There is a real argument for suggesting that if the Scottish Parliament was granted more power, and especially more fiscal responsibility, it might behave in a more responsible fashion, and its voters would act more assertively to make it do so. If it possessed more authority on matters of substance, it might be less eager to indulge in gestures, and above all to give up dissipating its energies on old-fashioned class war issues. It was probably inevitable that some such follies would take place, when Scots were at last given some influence over their own destinies, with generations of media-fuelled grievances to address. But it is sad to see so much done and said in the Scottish parliament today which reflects retrospection, an obsession with the past, when it seems essential for the country and its legislature instead to look to the future. I still cherish hopes that with the passage of time, the Scottish parliament will come of age, and will eventually show itself worthy of the nation it represents. In the short term, albeit in the most back-handed fashion, it has already achieved one important purpose. Opinion polls today show that the Scottish people’s eagerness for independence, for absolute rule by their own politicians, has been dramatically dampened, perhaps even decisively checked, by their experience of the Edinburgh parliament thus far, and the recent European election results seem to confirm that shift of opinion.

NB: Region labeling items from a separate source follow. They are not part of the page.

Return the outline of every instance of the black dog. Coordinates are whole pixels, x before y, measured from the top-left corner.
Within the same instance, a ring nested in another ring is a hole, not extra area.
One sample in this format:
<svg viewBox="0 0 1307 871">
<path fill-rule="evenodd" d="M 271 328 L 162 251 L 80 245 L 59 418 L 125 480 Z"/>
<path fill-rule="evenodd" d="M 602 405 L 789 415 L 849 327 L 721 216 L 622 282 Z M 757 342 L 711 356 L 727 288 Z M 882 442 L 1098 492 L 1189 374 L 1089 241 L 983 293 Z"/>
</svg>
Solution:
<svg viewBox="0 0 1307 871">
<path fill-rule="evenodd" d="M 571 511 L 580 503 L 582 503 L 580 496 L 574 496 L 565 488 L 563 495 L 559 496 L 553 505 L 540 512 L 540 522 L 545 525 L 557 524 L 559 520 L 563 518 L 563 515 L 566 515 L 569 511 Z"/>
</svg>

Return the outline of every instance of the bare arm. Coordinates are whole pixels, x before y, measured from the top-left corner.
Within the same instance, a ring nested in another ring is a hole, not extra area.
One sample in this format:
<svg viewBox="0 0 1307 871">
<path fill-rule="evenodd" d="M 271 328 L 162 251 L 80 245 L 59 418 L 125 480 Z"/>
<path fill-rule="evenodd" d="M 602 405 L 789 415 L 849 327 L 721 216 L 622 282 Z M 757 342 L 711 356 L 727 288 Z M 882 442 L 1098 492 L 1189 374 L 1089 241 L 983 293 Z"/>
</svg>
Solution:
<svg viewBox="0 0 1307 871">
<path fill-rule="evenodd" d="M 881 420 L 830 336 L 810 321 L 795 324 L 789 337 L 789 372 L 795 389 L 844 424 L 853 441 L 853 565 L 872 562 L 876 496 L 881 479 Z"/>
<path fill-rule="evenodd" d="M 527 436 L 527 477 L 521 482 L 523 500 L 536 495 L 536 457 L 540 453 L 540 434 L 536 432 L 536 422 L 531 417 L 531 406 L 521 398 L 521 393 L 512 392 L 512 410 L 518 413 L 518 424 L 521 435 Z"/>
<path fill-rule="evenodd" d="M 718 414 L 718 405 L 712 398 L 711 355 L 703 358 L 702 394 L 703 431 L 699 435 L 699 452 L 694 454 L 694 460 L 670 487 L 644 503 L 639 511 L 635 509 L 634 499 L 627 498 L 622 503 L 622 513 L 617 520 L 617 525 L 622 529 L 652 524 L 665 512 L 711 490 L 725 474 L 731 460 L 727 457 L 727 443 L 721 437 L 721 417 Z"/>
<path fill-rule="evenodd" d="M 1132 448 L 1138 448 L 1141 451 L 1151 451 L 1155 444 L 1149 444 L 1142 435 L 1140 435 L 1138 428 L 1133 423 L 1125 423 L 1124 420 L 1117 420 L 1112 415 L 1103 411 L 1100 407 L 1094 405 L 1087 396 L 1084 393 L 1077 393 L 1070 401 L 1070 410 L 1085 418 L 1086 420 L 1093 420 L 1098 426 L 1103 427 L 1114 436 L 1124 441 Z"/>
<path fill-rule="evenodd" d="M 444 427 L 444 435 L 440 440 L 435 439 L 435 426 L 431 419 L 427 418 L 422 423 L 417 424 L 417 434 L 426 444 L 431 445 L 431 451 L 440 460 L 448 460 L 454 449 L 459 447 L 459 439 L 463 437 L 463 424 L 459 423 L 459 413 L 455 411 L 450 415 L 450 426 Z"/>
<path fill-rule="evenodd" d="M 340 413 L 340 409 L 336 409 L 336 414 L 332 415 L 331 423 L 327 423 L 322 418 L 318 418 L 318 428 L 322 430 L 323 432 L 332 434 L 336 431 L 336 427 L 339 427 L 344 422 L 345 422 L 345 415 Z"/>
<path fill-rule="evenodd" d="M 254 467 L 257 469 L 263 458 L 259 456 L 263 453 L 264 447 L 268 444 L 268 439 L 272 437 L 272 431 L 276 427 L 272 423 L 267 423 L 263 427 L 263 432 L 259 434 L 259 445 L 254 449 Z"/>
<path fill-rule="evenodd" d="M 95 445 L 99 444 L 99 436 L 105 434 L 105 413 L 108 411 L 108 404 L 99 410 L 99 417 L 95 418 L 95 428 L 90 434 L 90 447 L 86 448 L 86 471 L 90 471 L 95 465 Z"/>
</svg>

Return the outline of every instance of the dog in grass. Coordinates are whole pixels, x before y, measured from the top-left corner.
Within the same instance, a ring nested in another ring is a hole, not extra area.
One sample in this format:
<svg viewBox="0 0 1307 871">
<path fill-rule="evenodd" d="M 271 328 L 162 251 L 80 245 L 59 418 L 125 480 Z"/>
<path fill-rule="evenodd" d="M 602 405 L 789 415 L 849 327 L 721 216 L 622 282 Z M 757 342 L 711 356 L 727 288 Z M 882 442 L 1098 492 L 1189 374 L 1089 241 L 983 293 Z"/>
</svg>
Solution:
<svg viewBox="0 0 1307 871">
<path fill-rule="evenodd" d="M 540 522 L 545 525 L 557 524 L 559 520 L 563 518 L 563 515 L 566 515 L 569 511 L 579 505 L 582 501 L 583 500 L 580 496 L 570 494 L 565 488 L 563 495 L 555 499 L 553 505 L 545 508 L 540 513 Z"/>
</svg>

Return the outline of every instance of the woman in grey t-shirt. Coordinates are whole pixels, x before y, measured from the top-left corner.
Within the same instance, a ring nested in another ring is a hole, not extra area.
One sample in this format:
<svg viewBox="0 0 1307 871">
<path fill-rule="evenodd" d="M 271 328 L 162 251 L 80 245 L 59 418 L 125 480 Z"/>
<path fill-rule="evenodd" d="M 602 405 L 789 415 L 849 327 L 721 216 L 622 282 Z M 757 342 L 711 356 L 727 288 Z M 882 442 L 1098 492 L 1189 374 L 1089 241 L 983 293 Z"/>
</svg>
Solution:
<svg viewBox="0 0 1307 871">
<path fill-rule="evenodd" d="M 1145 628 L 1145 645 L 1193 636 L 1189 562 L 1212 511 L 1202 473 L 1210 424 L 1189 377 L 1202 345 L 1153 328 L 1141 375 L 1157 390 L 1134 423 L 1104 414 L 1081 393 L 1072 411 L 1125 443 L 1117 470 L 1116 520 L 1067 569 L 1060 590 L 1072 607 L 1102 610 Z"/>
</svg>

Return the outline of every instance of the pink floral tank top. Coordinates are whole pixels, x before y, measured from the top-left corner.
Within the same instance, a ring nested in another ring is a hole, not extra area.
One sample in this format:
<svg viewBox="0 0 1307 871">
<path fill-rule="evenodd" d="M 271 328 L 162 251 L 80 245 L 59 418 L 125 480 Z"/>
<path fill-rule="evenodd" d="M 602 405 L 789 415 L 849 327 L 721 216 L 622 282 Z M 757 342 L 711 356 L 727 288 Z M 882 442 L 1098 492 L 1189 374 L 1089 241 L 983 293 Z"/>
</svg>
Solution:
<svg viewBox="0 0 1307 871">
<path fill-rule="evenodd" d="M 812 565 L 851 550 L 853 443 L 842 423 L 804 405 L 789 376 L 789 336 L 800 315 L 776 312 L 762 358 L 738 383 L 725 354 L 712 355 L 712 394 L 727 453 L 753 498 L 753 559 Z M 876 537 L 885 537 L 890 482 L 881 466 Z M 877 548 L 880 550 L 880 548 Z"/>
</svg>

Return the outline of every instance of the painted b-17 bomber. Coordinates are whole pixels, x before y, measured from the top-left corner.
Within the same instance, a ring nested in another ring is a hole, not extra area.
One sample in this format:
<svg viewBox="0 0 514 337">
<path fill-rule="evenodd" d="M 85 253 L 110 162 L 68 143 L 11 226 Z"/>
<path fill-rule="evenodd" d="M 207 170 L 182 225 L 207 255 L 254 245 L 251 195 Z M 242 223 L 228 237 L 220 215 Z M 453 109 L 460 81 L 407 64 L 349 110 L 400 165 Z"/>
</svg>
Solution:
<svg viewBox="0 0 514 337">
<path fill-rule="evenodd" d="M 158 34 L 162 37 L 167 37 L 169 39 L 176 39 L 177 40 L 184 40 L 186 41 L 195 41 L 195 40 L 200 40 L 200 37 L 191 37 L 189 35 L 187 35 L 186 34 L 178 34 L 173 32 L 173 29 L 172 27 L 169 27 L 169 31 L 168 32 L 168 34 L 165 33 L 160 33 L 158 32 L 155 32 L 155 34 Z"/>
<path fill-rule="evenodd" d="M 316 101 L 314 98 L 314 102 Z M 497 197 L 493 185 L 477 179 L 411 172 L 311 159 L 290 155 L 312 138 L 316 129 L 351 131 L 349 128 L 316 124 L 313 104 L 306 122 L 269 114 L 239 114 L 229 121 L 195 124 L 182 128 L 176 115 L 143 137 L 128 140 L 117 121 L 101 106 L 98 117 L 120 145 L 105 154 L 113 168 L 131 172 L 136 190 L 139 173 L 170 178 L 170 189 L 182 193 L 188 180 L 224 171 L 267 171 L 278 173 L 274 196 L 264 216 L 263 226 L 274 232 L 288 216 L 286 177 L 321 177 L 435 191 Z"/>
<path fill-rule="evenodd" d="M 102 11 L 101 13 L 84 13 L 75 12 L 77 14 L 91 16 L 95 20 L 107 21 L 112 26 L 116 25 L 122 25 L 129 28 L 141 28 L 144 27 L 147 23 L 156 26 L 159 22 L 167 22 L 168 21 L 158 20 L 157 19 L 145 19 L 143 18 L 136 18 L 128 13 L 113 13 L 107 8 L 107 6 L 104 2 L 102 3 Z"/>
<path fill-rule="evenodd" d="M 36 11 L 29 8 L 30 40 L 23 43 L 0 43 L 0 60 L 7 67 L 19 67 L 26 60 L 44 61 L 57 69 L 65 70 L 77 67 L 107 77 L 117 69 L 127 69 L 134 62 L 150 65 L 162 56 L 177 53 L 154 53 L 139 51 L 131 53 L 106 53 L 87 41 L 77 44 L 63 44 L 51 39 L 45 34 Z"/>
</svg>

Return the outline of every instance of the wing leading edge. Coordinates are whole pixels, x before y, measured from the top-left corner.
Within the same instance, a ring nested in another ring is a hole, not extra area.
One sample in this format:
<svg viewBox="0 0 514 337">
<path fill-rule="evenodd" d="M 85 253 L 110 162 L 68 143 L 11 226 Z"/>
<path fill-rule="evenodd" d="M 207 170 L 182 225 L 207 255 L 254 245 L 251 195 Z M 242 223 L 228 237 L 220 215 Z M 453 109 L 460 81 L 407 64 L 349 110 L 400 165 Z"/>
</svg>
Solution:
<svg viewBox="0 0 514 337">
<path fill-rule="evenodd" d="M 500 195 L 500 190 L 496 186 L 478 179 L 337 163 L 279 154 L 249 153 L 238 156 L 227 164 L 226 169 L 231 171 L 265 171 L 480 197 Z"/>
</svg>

Many people express dismay, indeed fierce anger, about the behaviour of their elected representatives. The £350 million bill for the Edinburgh parliament building has become the most potent symbol of the Scottish executive’s incompetence and profligacy. Scottish voters vent their disappointment to anyone who will listen, that so little of substance or tangible benefit to the country has so far emerged from the experiment in self-government. The Parliament’s most headline-catching acts have been gestures to address historic resentments against the old ruling class- the ban on foxhunting and land reform- rather than measures which seek to take Scotland forward into the 21st Century. The proposal seriously considered by MSPs, to impose sanctions upon any Scottish pub or restaurant which failed to allow breast-feeding in public, did almost as much damage to the image of the institution as the chronic corruption within the Scottish Labour Party. The behaviour of MSPs, the ‘McPygmies’ as some English newspapers have styled them, has prompted widespread derision in the south. In an age when political parties throughout Britain are dismayed by the poor quality of candidates willing to offer themselves for public service, this problem is especially evident in the first generation of MSPs. The Labour Party and the LibDems must accept considerable responsibility for their failure to send more good people from Westminster to assist the formative years of the Edinburgh Parliament. The Tories, of course, had no choice, because they had no Scots to offer. But the other parties professed enthusiasm for devolution, while woefully failing to provide practical support to assist the parliament’s birth pangs.